Having a focused and effective demand generation strategy can maximize limited resources and keep your sales pipeline full of high-quality leads. However, maintaining discipline can be difficult when you’re launching a venture or a new brand as you often have to generate interest and engagement with little or no existing base. And with limited resources, it is critical that no effort is wasted and that all growth marketing activity generates positive returns. Here are three important areas that will help you maintain focus and optimize your results.

Customer Personas

All good marketing puts the customer at the centre of the conversation. And fleshing out a comprehensive description of your customer is a great way to ensure a rich understanding that can motivate action. Remember to describe the person or buyer, not their company, recognizing that you are seeking to connect with an individual.  Here are the three questions that need to be answered in your description:

  • What are their goals?
  • What are their challenges?
  • How can you help them?

It’s possible that you already have assumptions about your target customer based on previous research or historic results. Now is a good time to question those assumptions! The first half of 2020 has dramatically forced change upon so many, and we are all working on new goals and facing unique challenges. The same applies when entering a new market. Take the time now to ensure you truly understand the motivations of your customer so you can clearly demonstrate how your product will help.

Product Positioning

Now is also a good time to review your product or brand positioning statement. There are several formats and templates that work just fine, as long as the statement meets a few critical criteria.

  • Does it accurately reflect your new target?
  • Is it clear which category you are competing in?
  • Does the point of difference set you apart?
  • Is the end benefit truly a benefit?

Internal discussions understandably tend to focus on product features. Founders, entrepreneurs and employees are absorbed in working out features so the business objective can be realized. But when the conversation shifts to generating demand with new customers—customers who are likely unfamiliar with you—the focus needs to be on the benefits your product will deliver.

When you present your product in terms of the benefits it provides, you more quickly gain awareness and interest because you’re tapping into the customer’s motivation. The quality of leads improves as well. New prospects aren’t interested in products; they are interested in solutions.

Marketing Plan

Having a documented marketing plan is essential because it helps you set goals and maintain focus. A plan can be shared across the organization to ensure alignment and can be updated when changes are required. With this in mind, a marketing plan should include these essential details.

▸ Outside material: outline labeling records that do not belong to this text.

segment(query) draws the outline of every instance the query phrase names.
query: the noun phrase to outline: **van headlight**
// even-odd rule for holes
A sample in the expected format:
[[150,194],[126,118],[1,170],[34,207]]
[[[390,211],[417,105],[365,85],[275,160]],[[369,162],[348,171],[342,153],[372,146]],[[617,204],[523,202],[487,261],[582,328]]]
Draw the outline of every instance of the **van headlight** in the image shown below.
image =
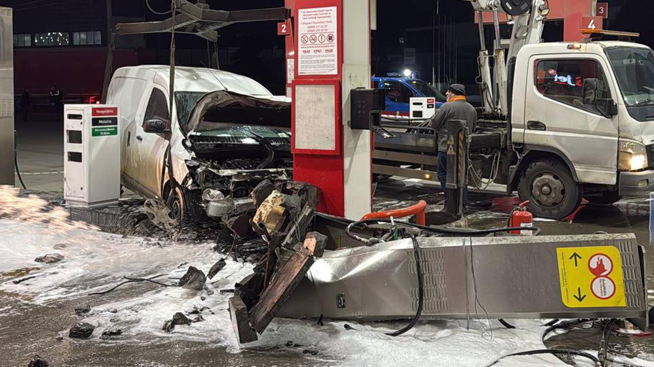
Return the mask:
[[645,146],[636,142],[618,142],[617,169],[621,171],[640,170],[647,168],[647,153]]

  • Objectives – These are clear, measurable, attributable targets that marketing is seeking to deliver. These should roll up to the overall business targets and be specific or linked to the marketing campaigns.
  • Timeline/Calendar – Sharing key launch dates, in-market duration and development requirements is critical to ensuring interdepartmental support, as well as identifying any potential calendar conflict before it becomes an issue.
  • Resource Allocation – In addition to capturing budgeted dollars, it’s important to identify requirements and dependencies. This will allow you to project and track ROI, and prioritize efforts.

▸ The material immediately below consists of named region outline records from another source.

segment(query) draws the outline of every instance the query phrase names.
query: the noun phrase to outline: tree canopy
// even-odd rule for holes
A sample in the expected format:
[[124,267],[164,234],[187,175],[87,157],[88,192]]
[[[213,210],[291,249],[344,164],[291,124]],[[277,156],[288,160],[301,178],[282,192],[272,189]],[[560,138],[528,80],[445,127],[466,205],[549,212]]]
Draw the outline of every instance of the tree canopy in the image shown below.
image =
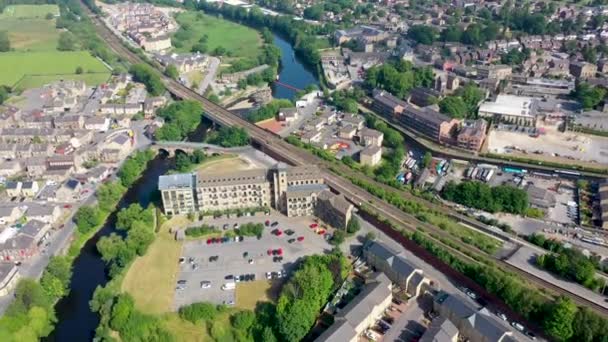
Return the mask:
[[181,141],[194,132],[203,117],[203,107],[197,101],[176,101],[158,110],[165,124],[155,135],[158,140]]
[[508,185],[490,187],[477,181],[456,184],[448,182],[441,193],[448,201],[490,213],[524,214],[528,209],[528,194]]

You should be tracking a number of different metrics throughout the sales cycle, with responsibility and action being designated appropriately. For your demand generation plan, the most fundamental data point is attribution.

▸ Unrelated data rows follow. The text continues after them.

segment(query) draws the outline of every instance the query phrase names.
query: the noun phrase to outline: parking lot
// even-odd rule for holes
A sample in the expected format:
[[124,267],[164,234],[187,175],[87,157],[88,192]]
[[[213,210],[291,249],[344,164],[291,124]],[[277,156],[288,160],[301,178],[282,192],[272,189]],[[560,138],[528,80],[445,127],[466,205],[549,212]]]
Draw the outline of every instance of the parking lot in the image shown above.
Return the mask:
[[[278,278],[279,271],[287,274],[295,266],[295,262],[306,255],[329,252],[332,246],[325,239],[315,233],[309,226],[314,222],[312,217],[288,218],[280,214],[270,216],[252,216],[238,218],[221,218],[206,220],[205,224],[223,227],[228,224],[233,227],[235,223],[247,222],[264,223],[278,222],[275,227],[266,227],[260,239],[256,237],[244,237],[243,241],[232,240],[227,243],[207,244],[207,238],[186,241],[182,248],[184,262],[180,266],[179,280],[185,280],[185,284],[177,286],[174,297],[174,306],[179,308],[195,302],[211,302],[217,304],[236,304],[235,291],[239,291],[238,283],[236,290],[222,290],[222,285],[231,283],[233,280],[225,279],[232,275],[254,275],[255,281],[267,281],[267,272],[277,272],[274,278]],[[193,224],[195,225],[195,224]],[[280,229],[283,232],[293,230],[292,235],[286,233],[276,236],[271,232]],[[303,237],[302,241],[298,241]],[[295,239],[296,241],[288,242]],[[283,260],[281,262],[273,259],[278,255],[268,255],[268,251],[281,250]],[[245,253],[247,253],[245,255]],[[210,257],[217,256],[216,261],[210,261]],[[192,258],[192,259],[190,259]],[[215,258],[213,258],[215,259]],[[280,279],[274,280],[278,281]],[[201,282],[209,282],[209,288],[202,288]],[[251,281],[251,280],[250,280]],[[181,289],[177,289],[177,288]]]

Each new prospect entering the sales cycle should be attributable to a campaign so the impact of those activities can be measured. Overall volume is the starting point and can be captured or tracked digitally, but also done manually, if required. When possible, conversion and revenue measures should be added for further context.

With a strong understanding of your customer and their needs, a clear articulation of how your product delivers a required benefit and a coordinated plan to generate demand, you will have a solid strategic foundation. The disciplined tactical decision making flowing from this strategy will ensure focus and effectiveness in all efforts, maximizing resources and optimizing revenue.